Ван Эйленбюрх раздраженно отталкивает чашку.
– Саския, у вас в доме водится что-нибудь, кроме этой бурды? Пиво, например? Я не могу пить эту гадость, слишком похоже на лекарство, я сразу чувствую себя больным.
Саския отправляет служанку за пивом, которое, конечно, водится в доме ван Рейнов. А ее муж, совсем не расстроенный раздраженной тирадой Хендрика – тот всегда волнуется больше, чем полезно для здоровья, – шутливо интересуется у торговца картинами:
– Ну вот, отсутствие заказов и нищету ты мне уже напророчил, может, расскажешь теперь, как все прошло?

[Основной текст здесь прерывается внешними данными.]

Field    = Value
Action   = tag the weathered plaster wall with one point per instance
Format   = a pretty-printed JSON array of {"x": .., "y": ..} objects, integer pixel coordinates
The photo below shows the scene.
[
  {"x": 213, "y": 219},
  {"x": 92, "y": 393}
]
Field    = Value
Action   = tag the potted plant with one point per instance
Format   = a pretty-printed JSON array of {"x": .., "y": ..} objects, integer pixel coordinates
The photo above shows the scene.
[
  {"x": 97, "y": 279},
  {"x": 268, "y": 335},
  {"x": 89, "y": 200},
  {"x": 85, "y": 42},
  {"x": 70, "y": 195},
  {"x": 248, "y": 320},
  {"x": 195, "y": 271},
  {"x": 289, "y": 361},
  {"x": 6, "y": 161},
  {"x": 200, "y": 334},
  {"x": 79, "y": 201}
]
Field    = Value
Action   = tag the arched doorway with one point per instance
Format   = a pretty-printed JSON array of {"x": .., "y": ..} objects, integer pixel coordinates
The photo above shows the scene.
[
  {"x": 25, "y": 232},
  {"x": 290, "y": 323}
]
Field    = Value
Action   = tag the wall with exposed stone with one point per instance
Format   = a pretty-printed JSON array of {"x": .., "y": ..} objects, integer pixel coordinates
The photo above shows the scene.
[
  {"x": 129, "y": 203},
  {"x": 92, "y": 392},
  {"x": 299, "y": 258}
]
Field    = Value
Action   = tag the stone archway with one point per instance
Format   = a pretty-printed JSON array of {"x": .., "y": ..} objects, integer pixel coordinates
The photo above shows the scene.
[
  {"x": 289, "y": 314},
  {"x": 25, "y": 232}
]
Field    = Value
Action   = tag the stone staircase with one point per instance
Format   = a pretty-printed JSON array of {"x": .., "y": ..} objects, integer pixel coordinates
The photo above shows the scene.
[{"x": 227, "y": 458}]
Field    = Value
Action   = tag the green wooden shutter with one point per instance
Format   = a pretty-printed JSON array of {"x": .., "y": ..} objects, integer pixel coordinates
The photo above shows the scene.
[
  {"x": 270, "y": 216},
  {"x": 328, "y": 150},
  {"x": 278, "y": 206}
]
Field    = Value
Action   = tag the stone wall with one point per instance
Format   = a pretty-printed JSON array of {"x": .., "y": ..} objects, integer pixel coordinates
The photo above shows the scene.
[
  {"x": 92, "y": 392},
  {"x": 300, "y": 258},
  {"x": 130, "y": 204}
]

– Де Графф предложил сравнить твой портрет с другим, сделанным в этом году. Надо сказать, они действительно непохожи.
– Но ведь сравнивать надо с оригиналом, верно? – вступает в разговор Саския на правах главной натурщицы мастера. – Я почти всегда получаюсь у Рембрандта очень похожей.
Рембрандт ценит ее лояльность, но не может не отметить это «почти».
– Ровно то же самое я сказал де Граффу. Но мне возразили, что другой портрет больше похож на оригинал.
– Кто же написал этот портрет?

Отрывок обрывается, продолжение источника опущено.